Opening a social club during a time of social distancing isn’t exactly ideal, but Common House, the new social club opening in Richmond on Oct. 15, is ready to take on the challenge.
Common House is a new take on the age-old social club. This isn’t your dad’s country club or your community pool — although Common House does have a rooftop pool and bar.
“We want people to think of it as their third space: it’s not work, it’s not home, but the space in between,” said Austin Bailey, director of membership.
That means Common House has a little bit of everything: it has a co-working space, a restaurant, a bar, a social hall, an event space that can be rented for weddings or corporate events with a courtyard plus a rooftop pool and bar.
The Common House idea has taken off with professionals who typically work from home and are looking for a co-working space with conference rooms, podcasting abilities and the chance to network.
The concept comes from Charlottesville, where the first Common House opened in 2017.

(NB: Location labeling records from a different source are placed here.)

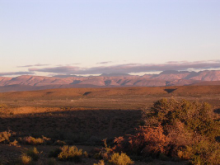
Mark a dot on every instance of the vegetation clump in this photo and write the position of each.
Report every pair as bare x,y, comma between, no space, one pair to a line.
70,153
35,141
120,159
33,153
177,130
5,137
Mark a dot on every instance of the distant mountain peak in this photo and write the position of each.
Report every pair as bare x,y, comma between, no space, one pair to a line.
114,74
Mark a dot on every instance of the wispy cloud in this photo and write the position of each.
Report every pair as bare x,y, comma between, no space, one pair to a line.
105,62
132,68
15,73
28,66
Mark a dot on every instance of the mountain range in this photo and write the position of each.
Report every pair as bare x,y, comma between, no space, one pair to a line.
166,78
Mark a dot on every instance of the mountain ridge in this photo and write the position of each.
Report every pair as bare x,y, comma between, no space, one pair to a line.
166,78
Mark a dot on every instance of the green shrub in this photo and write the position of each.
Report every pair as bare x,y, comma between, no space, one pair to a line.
55,153
5,136
70,153
35,141
33,153
101,162
52,161
25,159
202,153
120,159
197,117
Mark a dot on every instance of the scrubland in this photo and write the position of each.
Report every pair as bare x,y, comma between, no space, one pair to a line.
119,126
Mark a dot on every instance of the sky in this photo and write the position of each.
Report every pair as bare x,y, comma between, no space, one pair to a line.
87,37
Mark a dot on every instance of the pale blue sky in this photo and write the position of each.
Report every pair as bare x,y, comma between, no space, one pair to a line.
83,33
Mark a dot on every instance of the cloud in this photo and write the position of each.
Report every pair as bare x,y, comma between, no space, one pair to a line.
28,66
104,62
14,73
132,68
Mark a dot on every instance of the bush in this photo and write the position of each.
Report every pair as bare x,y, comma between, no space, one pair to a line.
148,141
35,141
70,153
101,162
25,159
202,153
52,161
120,159
196,117
55,153
178,129
33,153
4,136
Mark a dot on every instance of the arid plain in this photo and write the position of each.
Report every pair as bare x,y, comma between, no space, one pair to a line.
85,116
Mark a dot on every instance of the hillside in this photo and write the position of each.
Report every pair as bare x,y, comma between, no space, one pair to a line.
166,78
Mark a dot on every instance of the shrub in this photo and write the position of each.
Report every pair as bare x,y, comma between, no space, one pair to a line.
196,117
120,159
55,153
202,153
52,161
148,141
33,153
71,153
35,141
178,129
101,162
4,136
25,159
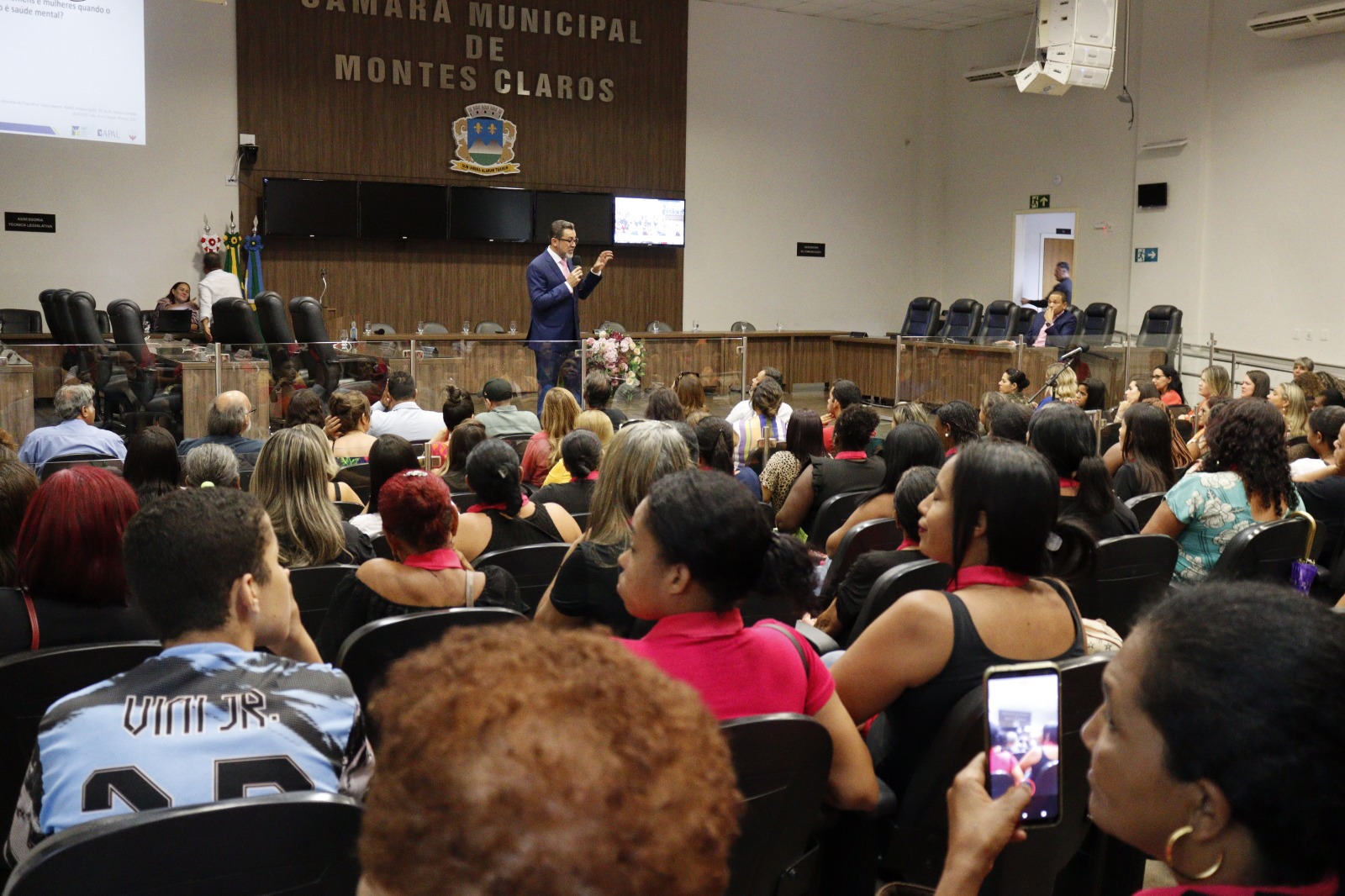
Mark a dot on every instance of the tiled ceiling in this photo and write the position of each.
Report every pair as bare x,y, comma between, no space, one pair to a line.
916,15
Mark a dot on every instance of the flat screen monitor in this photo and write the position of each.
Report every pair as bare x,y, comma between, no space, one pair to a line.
309,208
591,213
403,210
650,222
490,213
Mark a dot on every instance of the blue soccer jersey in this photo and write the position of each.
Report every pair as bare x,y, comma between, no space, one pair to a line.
195,724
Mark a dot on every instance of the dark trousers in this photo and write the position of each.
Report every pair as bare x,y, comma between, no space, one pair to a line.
556,366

“At Common House, we have members who use it every day to work and come back at night to meet friends for drinks. Others use it socially as a place to eat, drink or network,” co-founder Ben Pfinsgraff said.
The new building at 303 W. Broad St. has six floors including a basement wine cellar and screening room, plus a co-working floor with conference rooms and a podcast studio.
The social club was hoping to open with 1,000 members pre-COVID, but currently has 600 members enrolled and expects to have 800 total for its October opening. The Charlottesville location currently has 1,300 members, but is one-third of the size of the 24,000-square-foot Richmond location.
Co-founders Pfinsgraff and Derek Sieg said they wanted the membership to be “inclusive and diverse.” Bailey said early members include entrepreneurs, nonprofits, CEOs, executive professionals, freelancers and creative types.
“We want this to be a place where everyone feels welcome. We wanted to make this as affordable as possible. There are no social hurdles to membership. If you apply, you’re getting in,” Pfinsgraff said.
Membership is $75 per month for members under 30 and $150 for people over 30 or $225 per couple. Membership also involves a one-time initiation fee of $100 to $500.
With the coronavirus pandemic, Common House has to make some adjustments.
At 24,000 square feet, Common House will operate at 50% capacity under the current COVID guidelines “to ensure that all members feel comfortable and safe,” according to organizers.
Plexiglass partitions have been added to the open communal co-working tables on the second floor and chairs have been spaced at least 6 feet apart. The building was also designed so that members can work anywhere, whether that’s the coffee shop or the rooftop bar or the co-working stations.
Masks will be required indoors for members under current CDC guidelines except while eating or drinking. There will also be temperature checks.
Now that guidelines have relaxed a little, Common House will be offering a mix of in-person, in-house programs and online offerings. For example, it’s already planning live music and speakers during the first opening weeks.
The event space with attached courtyard is already a popular wedding destination with 50 weddings booked. Weddings range in size from micro-weddings at 20 people up to 150 under current restrictions.
Common House will have two restaurants: one on the ground floor with an attached coffee shop that’s open to the public, as well as a private, members-only restaurant on the fourth floor.
The restaurants will be run by executive chef Matt Green, who oversees all of the Common House restaurants, and locally by chef de cuisine Bryan McClure with “an American style but with a French influence,” Pfinsgraff said.
Most recently, McClure was the executive chef at TJ’s restaurant at The Jefferson Hotel; before that, he spent time in the kitchens at Dutch & Company and Pasture.
“It’s food that you’re excited to eat every day at affordable price points,” Pfinsgraff said.
Expect items like an upscale burger or hot chicken sandwich to more elevated items like a dry-aged sirloin or rabbit cacciatore, with most dishes running from $9 to $15.
Common House Richmond will employ about 75 people.
“Social clubs have been around for as long as civilization, but the way we’re doing it is much more in line with the needs of people today,” Pfinsgraff said.
A third Common House location is in the works for Chattanooga, Tenn.